Chi Yuze, Cong Jason
University of California, Los Angeles.
Proc Des Autom Conf. 2020 Jul;2020. doi: 10.1109/dac18072.2020.9218680. Epub 2020 Oct 9.
Stencil kernel is an important type of kernel used extensively in many application domains. Over the years, researchers have been studying the optimizations on parallelization, communication reuse, and computation reuse for various target platforms. However, challenges still exist, especially on the computation reuse problem for accelerators, due to the lack of complete design-space exploration and effective design-space pruning. In this paper, we present solutions to the above challenges for a wide range of stencil kernels (i.e., stencil with reduction operations), where the computation reuse patterns are extremely flexible due to the commutative and associative properties. We formally define the complete design space, based on which we present a provably optimal dynamic programming algorithm and a heuristic beam search algorithm that provides near-optimal solutions under an architecture-aware model. Experimental results show that for synthesizing stencil kernels to FPGAs, compared with state-of-the-art stencil compiler without computation reuse capability, our proposed algorithm can reduce the look-up table (LUT) and digital signal processor (DSP) usage by 58.1% and 54.6% on average respectively, which leads to an average speedup of 2.3× for compute-intensive kernels, outperforming the latest CPU/GPU results.
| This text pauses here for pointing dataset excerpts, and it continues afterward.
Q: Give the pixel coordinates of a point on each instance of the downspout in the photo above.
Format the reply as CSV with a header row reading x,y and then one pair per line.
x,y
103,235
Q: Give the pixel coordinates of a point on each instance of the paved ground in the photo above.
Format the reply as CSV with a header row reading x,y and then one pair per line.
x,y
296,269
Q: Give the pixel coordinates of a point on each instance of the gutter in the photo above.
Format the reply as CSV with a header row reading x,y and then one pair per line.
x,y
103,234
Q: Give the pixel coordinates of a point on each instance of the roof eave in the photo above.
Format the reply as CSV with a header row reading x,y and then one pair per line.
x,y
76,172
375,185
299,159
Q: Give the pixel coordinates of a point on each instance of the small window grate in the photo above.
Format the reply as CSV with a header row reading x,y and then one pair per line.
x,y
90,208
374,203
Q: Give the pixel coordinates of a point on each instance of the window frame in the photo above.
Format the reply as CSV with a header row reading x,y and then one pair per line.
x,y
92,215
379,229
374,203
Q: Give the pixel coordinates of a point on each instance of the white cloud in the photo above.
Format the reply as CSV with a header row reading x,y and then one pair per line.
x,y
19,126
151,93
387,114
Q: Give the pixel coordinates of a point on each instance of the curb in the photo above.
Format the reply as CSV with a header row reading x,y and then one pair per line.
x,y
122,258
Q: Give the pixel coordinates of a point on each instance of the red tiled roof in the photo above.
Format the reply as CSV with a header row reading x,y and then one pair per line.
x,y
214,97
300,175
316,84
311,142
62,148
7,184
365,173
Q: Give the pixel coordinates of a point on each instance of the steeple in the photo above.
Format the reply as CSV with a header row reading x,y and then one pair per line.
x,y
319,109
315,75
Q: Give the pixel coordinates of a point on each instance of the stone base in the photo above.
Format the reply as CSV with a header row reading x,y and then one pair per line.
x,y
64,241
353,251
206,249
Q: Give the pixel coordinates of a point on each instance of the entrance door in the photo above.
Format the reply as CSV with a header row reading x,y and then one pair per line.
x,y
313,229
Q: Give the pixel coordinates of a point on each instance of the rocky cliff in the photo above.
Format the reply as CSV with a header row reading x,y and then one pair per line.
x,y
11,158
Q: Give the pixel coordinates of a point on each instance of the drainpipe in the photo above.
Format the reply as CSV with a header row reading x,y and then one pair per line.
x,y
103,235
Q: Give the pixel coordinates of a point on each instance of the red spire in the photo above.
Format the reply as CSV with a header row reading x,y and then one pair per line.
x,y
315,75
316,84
模板内核是一种重要的内核类型,在许多应用领域中被广泛使用。多年来,研究人员一直在研究针对各种目标平台的并行化、通信复用和计算复用优化。然而,挑战仍然存在,特别是在加速器的计算复用问题上,因为缺乏完整的设计空间探索和有效的设计空间剪枝。在本文中,我们针对广泛的模板内核(即带有归约操作的模板)提出了上述挑战的解决方案,其中由于交换律和结合律,计算复用模式极其灵活。我们正式定义了完整的设计空间,并在此基础上提出了一种可证明最优的动态规划算法和一种启发式束搜索算法,该算法在架构感知模型下提供接近最优的解决方案。实验结果表明,对于将模板内核综合到现场可编程门阵列(FPGA)中,与没有计算复用能力的最新模板编译器相比,我们提出的算法平均可分别将查找表(LUT)和数字信号处理器(DSP)的使用量减少58.1%和54.6%,这使得计算密集型内核的平均加速比达到2.3倍,优于最新的中央处理器(CPU)/图形处理器(GPU)结果。